With the greatest possible care, ever followed by a flurry of explanations, Greg got us all into the water above the spot where we would descend. He took the two brothers down calmly, and then it was Mariana's turn. For some reason, she would not sink for anything. Any time the instructor let go of her, she would come bobbing back up. While descending, we would have to equalize the pressure in our sinus to avoid popping eardrums and the pain that comes along with that. In part due to her cold, Mariana had to ask to go back up because of the pain. When she finally managed to get the pressure right, and feel good she looked at the instructor and showed him a thumbs-up to say she was good. Unfortunately, in dive language this means go up, which prompted Greg to quickly take Mariana back up!
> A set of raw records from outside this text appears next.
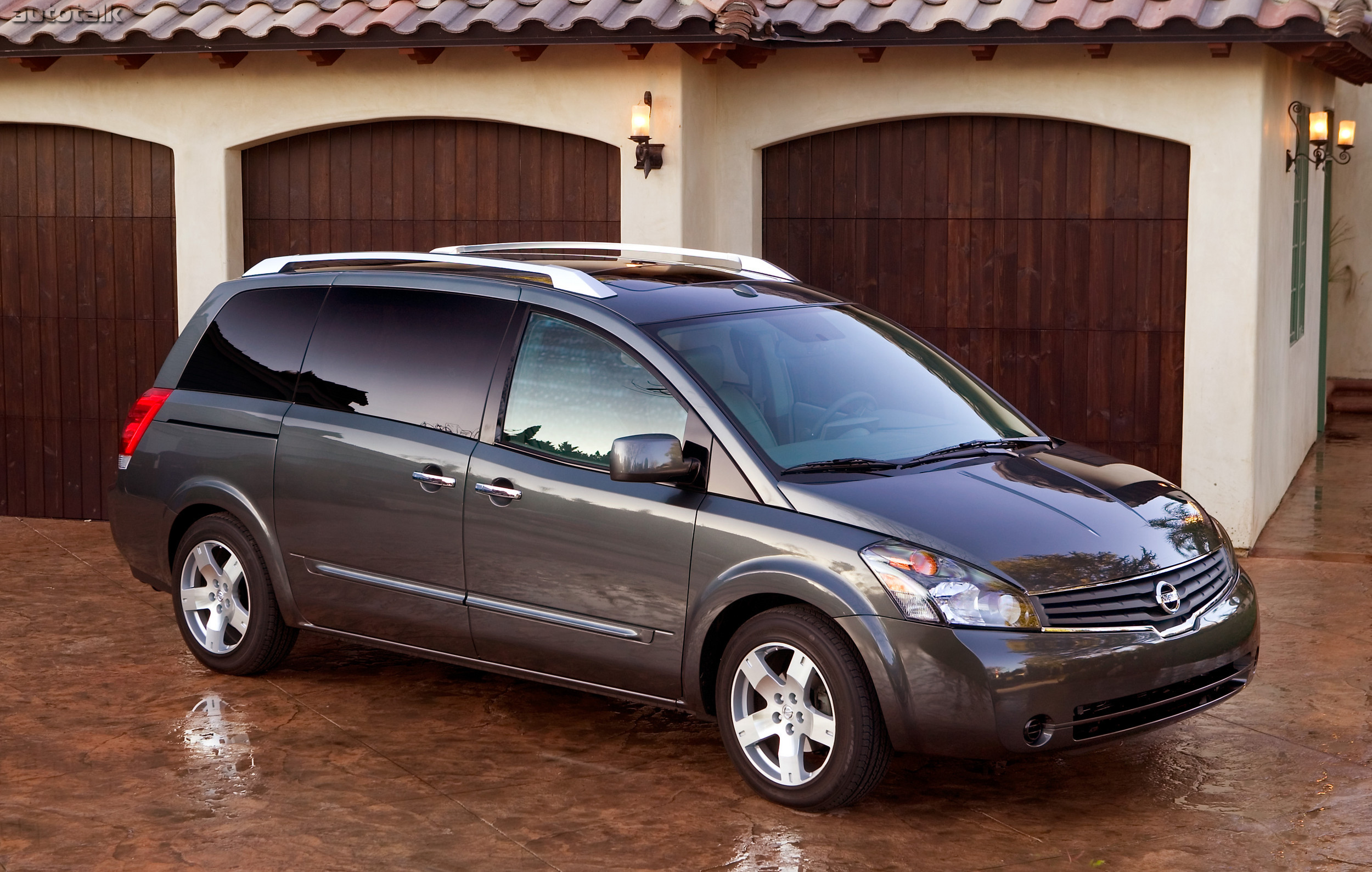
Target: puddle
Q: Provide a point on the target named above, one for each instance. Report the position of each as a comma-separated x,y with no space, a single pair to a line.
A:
220,763
767,851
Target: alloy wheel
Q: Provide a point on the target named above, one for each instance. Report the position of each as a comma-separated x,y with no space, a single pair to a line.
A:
215,597
783,713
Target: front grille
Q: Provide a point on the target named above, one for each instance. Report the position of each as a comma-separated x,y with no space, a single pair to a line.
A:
1160,702
1132,603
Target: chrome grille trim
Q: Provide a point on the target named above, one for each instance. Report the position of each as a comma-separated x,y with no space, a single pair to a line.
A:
1216,575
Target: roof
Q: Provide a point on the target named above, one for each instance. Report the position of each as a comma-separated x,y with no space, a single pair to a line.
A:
99,26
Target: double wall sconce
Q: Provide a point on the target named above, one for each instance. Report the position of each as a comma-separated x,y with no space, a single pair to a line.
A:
648,155
1319,149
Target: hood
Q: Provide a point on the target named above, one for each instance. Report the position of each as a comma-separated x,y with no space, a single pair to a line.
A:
1055,519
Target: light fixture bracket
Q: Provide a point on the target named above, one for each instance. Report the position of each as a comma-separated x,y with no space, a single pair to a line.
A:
648,155
1319,150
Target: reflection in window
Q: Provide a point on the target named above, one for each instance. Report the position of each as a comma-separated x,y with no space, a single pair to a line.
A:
819,383
256,343
574,394
419,357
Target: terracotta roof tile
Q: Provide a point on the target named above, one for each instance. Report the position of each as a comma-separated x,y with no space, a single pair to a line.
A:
66,21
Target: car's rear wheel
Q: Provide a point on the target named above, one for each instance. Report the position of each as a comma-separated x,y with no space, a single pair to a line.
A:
797,712
224,600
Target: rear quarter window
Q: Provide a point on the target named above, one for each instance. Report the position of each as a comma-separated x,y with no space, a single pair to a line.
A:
419,357
256,345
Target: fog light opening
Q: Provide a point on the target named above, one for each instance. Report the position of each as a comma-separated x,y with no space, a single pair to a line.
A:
1038,731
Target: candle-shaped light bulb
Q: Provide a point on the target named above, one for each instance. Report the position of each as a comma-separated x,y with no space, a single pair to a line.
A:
1319,128
1346,131
640,119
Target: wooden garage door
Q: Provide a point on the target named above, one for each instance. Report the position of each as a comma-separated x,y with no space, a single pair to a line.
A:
1046,257
87,307
415,185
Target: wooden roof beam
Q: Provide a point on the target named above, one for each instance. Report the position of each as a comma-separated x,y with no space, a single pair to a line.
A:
424,54
322,57
130,62
526,53
707,53
227,61
36,65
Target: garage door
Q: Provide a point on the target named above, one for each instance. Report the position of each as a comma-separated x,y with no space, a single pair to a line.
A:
415,185
1046,257
87,303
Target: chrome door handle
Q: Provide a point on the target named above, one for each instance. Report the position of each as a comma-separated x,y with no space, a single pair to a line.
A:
498,491
443,482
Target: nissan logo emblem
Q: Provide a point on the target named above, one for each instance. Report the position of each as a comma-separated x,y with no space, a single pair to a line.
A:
1168,597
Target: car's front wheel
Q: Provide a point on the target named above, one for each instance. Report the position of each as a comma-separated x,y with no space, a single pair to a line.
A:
797,712
224,600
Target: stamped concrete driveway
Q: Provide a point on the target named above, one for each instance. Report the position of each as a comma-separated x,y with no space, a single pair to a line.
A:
120,752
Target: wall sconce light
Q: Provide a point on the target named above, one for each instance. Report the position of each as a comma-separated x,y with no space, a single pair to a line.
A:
1319,147
648,155
1346,131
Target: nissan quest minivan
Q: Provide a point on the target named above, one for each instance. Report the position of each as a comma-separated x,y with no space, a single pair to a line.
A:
671,476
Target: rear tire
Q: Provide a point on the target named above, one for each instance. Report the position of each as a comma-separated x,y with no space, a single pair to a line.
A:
797,712
224,603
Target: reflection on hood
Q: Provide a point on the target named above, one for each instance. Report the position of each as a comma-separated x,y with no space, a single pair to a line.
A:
1046,520
1079,568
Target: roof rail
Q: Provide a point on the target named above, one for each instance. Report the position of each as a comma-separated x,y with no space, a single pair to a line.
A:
561,277
754,268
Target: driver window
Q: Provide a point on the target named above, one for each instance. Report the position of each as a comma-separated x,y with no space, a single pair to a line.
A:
574,394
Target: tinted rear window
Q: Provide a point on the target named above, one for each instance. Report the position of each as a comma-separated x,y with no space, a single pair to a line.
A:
256,343
420,357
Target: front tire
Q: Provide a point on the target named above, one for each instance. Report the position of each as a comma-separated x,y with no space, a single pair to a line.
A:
797,712
224,603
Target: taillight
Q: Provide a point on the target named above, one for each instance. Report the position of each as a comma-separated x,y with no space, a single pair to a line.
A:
140,416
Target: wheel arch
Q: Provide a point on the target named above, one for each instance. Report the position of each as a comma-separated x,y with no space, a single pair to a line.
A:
751,589
199,498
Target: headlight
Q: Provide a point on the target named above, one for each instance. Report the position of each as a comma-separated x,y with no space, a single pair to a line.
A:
932,587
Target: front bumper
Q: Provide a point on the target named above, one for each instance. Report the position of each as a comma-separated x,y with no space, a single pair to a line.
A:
972,693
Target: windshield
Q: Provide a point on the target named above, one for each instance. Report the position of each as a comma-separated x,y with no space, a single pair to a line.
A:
818,383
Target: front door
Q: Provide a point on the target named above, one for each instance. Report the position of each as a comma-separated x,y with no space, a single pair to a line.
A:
393,384
570,573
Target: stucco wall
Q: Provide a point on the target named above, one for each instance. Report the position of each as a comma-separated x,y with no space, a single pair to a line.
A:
1249,403
1287,373
1351,262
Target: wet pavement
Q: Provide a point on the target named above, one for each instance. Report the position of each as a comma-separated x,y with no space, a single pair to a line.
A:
120,752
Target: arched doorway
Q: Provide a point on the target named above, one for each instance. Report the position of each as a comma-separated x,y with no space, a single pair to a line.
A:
415,185
1044,255
87,307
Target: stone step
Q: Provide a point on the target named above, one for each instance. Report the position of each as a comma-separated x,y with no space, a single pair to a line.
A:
1351,402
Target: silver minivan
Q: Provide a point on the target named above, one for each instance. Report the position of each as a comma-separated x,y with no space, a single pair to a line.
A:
671,476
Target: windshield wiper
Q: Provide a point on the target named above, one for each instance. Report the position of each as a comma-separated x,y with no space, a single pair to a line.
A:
977,447
844,464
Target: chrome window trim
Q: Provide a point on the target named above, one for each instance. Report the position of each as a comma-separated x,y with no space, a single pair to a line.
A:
563,277
1127,579
1167,634
754,268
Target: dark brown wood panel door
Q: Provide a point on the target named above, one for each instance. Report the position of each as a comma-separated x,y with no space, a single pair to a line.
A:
1047,257
415,185
87,307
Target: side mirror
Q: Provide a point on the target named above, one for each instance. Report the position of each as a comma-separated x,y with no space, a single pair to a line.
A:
649,457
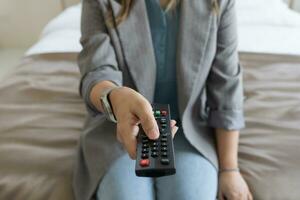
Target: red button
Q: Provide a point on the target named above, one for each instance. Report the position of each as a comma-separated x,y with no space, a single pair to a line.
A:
164,112
145,162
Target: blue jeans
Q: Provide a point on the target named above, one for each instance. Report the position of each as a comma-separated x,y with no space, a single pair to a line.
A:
195,179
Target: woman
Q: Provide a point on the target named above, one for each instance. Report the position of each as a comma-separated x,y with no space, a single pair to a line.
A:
183,53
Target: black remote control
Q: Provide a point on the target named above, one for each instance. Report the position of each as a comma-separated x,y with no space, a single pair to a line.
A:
156,158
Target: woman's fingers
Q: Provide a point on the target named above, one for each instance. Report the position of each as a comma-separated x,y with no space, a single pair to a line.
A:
220,196
174,128
250,197
148,122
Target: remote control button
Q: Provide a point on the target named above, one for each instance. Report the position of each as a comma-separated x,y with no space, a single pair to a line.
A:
164,154
164,113
154,143
164,149
164,144
144,162
144,156
154,154
164,161
163,120
145,141
144,137
157,113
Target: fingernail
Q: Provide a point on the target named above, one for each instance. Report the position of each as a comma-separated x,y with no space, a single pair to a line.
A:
154,134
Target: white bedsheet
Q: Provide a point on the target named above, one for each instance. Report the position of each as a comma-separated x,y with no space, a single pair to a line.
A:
264,26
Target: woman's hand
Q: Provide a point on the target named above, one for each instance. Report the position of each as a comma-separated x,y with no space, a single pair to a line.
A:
232,186
131,109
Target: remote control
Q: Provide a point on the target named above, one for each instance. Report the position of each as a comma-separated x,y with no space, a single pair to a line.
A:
156,158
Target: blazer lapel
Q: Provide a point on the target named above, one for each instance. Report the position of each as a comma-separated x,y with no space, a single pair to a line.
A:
135,38
195,23
135,35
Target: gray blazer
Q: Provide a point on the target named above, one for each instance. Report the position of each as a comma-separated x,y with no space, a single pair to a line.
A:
209,77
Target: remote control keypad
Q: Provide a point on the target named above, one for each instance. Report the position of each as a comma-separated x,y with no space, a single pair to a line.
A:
156,148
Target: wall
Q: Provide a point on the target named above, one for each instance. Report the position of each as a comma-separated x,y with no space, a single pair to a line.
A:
22,20
297,5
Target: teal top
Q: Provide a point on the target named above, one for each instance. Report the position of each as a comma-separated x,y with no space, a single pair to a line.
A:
164,29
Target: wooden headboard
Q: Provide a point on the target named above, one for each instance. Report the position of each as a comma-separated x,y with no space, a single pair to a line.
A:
67,3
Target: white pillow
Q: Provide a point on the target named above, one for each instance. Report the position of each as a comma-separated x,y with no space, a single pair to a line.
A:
61,35
266,12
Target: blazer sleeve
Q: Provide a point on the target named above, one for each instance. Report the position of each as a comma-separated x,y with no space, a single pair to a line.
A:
224,84
97,60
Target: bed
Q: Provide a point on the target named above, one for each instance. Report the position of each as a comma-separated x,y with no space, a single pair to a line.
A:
42,115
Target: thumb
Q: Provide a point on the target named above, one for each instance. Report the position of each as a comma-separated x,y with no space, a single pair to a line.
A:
220,196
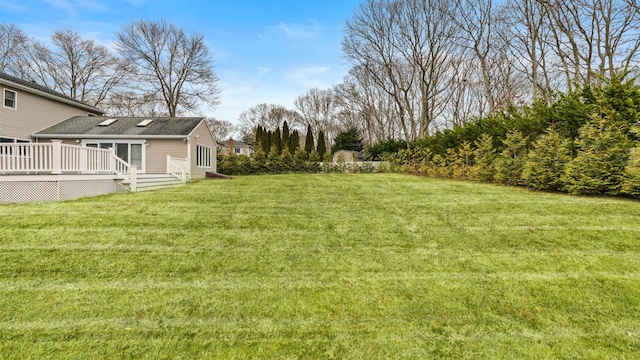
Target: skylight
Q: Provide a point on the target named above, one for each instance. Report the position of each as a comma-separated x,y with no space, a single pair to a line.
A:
107,122
145,122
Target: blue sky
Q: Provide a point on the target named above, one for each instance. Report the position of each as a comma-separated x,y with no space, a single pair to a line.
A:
266,51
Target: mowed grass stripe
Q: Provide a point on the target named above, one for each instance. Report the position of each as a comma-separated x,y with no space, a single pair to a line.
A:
321,266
When we were all finally down in the bottom, the instructors took us along a wall of rock, filled with fish of every colour. Some where shy and would hide away at the mere sight of us, while others, like the blue grouper, would hover around us like a puppy dog. We were immersed in this amazing world of colour and life, all while breathing through a strange odd-looking contraption.
We would be ducked down to some cave to be shown a cuttle-fish, which everyone thought was an octopus, or shown a moray eel hiding under a rock.(Obviously not our picture)Just as we were relaxing and feeling at home under the sea, Mariana's air bottle reached it's half-point, and we were forced to return back to the real world, where gravity weighs you down like a tonne of bricks.
All in all, the experience was great, ranging from the excelent company provided by the NZ brothers, the wonderful dive, and the eccentricity of our instructor.
For all this, we have to give a giant THANK YOU to Marga and Jaime. It was really an incredible experience, and we still can't believe you would give us such an amazing wedding gift!!